Despite rumors that some graduate students were evicted from their residences in San Clemente Villages, grad students and the university are collaborating to find a solution to a larger housing crisis.
Housing contracts for San Clemente guarantee two years of housing. Before enrollment numbers increased and the rent of San Clemente decreased, however, many students lived in San Clemente long past the two-year mark.
When the price of alternative housing increased, more grad students began signing contracts to live in San Clemente.
According to Cierra Raine Sorin, the Graduate Student Association (GSA) Vice President of Communications and Records, the university guaranteed two years of housing in San Clemente for graduate students who are enrolling in fall 2018. However, there were not enough beds for both existing and new residents of San Clemente.
Letters were sent to current residents, notifying them that they would be asked to leave after their contracts ended to accommodate the influx of new students.
“Initially, there was some panic,” said Sorin in an interview with The Bottom Line. “However, the university never did anything that was not already communicated to students and nobody’s contract was violated.

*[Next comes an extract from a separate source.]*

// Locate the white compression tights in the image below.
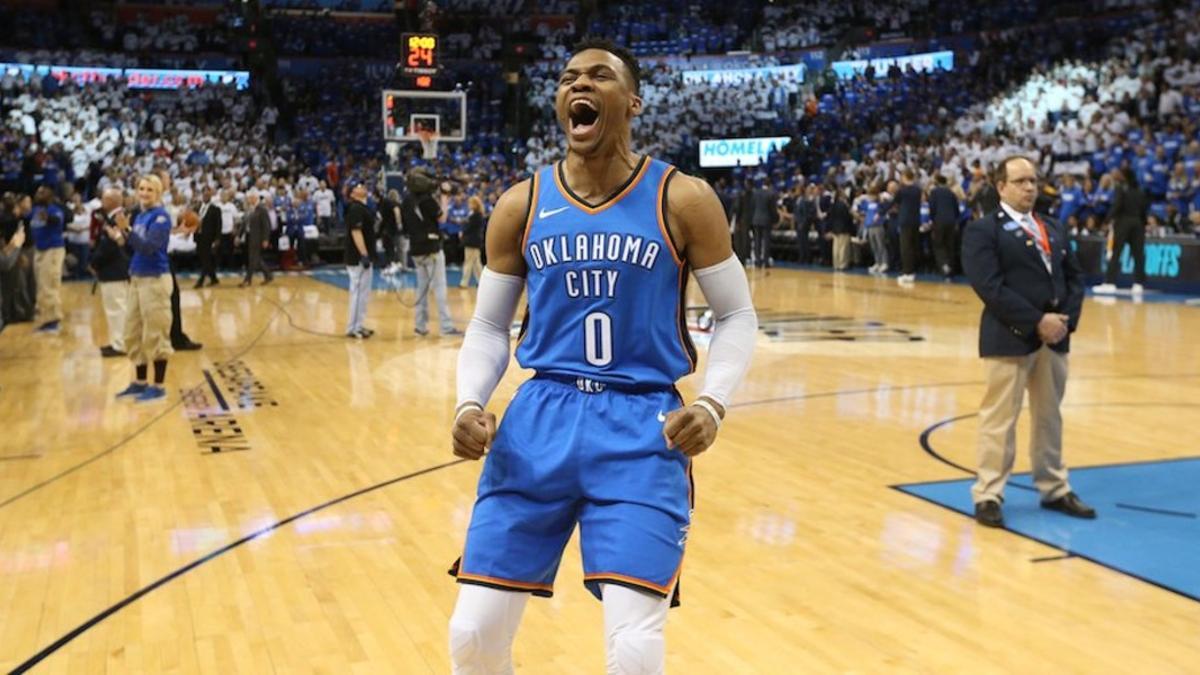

The narrative that people were issued eviction notices is simply not true.”
To combat the issue, the university allowed students to be let out of their contracts early if they found housing elsewhere, negating the typical charge of between $250 and $350 for breaking a housing contract.
GSA also advocated on behalf of grad students to help them find alternative housing options. GSA executives collaborated with the Community Housing Office to host weekly bagel hours last quarter, where grad students could meet representatives from apartment complexes in the local area and explore more housing options. The entity is also partnering with the administration to explore sustainable solutions to the housing crisis. Housing contracts are currently being negotiated across the state.
“We know that this is only a temporary solution to a larger housing crisis that affects all of UCSB’s students. Lots of UCs are dealing with housing issues right now,” said Sorin.
Both undergraduate and graduate enrollment in the UC system has skyrocketed in recent years, with 198,866 students enrolling for the 2015-2016 year and 216,747 enrolling for the 2017-2018 year.
As enrollment increases, accommodations must be made to ensure continued quality of life and education for UC students. Without a focus on solutions, housing insecurity will only be one of the many symptoms of increased enrollment.